On the night of my arrival, as I drove into downtown Tacoma for the first time, through an urban, industrial area in the middle of a cultural and economic revival, it felt as if I had stumbled onto the set of a noir film. Streetlights cast cones of harsh light, distorted by the unrelenting, fine drizzle that accompanied my entire stay in the PNW.
However, as grim as the weather was, there’s no denying that it made for some excellent cyclocross racing. Preride became a melee of weaving through riders stopping, crashing, and running backwards on course to try features again. Racing was—— well, before we get to that: let’s talk mud.
Now I’m no Earth Sciences major (for that you’ll have to talk to Zach Berkow ’20, I hear he went on the Stretch), but in my cursory, bike-oriented understanding of soil and mud, there are a couple types and consistencies of mud.
First: there’s mud with a high clay content. This is the stuff of Zilker Park in Austin, TX or Joe Creason Park in Louisville, KY. This mud gets DEEP, is extraordinarily heavy, and sticks to everything, especially bikes. This is the kind of stuff that rips derailleurs off and clogs frames to the point that wheels don’t spin.
On the other side of the coin, there is mud with a high sand content. This is what Tacoma had in surplus. A thin layer of light, non-viscous mud, aided by constant precipitation, over either solid bedrock, or more, even sandier, soil. This had it pros and cons. It meant that the mud was very watery and did none of the sticking and clogging of mud with more clay, but it also meant that traction was not a spectrum, it was a knife-edge. There was traction all the way up until the breaking point, and then, with nearly no warning, you were sliding, as if on ice, from one side of the course to the other.

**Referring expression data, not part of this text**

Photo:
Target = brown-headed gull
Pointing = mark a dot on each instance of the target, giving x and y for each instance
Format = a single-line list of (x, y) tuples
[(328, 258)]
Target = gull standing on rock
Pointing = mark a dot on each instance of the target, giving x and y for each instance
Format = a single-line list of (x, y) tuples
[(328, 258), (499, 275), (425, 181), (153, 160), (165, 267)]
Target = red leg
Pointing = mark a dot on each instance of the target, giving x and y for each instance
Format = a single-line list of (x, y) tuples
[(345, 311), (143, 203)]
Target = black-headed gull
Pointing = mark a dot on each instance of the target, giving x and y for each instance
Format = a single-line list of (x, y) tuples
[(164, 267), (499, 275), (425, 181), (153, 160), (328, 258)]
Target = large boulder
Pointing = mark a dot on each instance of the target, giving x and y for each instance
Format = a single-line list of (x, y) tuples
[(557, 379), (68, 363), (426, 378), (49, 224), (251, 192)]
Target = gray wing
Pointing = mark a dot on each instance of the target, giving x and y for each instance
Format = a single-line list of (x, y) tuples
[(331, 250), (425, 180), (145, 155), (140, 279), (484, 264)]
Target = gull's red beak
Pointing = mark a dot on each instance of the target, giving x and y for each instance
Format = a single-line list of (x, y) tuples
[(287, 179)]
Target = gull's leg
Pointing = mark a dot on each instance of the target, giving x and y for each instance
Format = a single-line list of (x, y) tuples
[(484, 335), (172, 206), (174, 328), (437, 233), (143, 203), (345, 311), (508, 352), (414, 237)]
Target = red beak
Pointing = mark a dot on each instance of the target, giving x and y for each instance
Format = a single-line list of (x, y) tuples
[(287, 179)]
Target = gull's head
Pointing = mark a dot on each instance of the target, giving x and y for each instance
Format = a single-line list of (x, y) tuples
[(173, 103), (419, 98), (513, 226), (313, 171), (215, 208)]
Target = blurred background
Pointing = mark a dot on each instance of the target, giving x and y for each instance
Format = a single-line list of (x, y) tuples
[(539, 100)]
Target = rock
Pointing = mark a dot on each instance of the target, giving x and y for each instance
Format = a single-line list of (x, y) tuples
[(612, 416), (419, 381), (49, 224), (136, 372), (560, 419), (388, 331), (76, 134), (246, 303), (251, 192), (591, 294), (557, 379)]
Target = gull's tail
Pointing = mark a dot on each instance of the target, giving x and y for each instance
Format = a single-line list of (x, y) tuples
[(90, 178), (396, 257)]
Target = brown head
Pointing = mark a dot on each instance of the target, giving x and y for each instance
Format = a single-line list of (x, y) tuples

With the race start at essentially the crack of dawn, I was up before the sun. A little jittery, maybe from the coffee, maybe from nerves. Borrowed some guy’s pump in the parking lot. Shoes. Jacket. Glasses. No Helmet.
‘Shoot.’
I left my helmet at the Airbnb. Not exactly the kind of problem you want to be trying to solve twenty minutes before you race. I did a lap of the parking lot, begging anyone I could find for a spare helmet. Finally I found one. An old Giro that must have been from the mid 2000s. It barely fit over my fairly large melon of a head. Saved, I gridded surprisingly early, in the second row.
The pack of fifty college students charged down the long stretch of pavement, turned left onto the first muddy straight away, and, in the stomach-lurching noise of brakes squealing and spokes snapping, I caught two people colliding and tumbling in my peripheral vision. I missed the pileup that ensued, riding an uneventful race, in the top ten for the first lap, before drifting backwards, and coming back around a couple riders for sixteenth in the final.
With two long run-ups, paired with two technical descents, the course was taxing physically and mentally, requiring fitness and composure to negotiate the rapidly deteriorating conditions of the ruts and washboard on the descents.
All in all, a pretty mediocre performance, but I knew that before I landed at SEA. This one was for the experience. To get out on a fun, challenging course worthy of a National Championship and rip around. I’ll be back next year, maybe with more training. Maybe not. Hopefully with my own helmet.”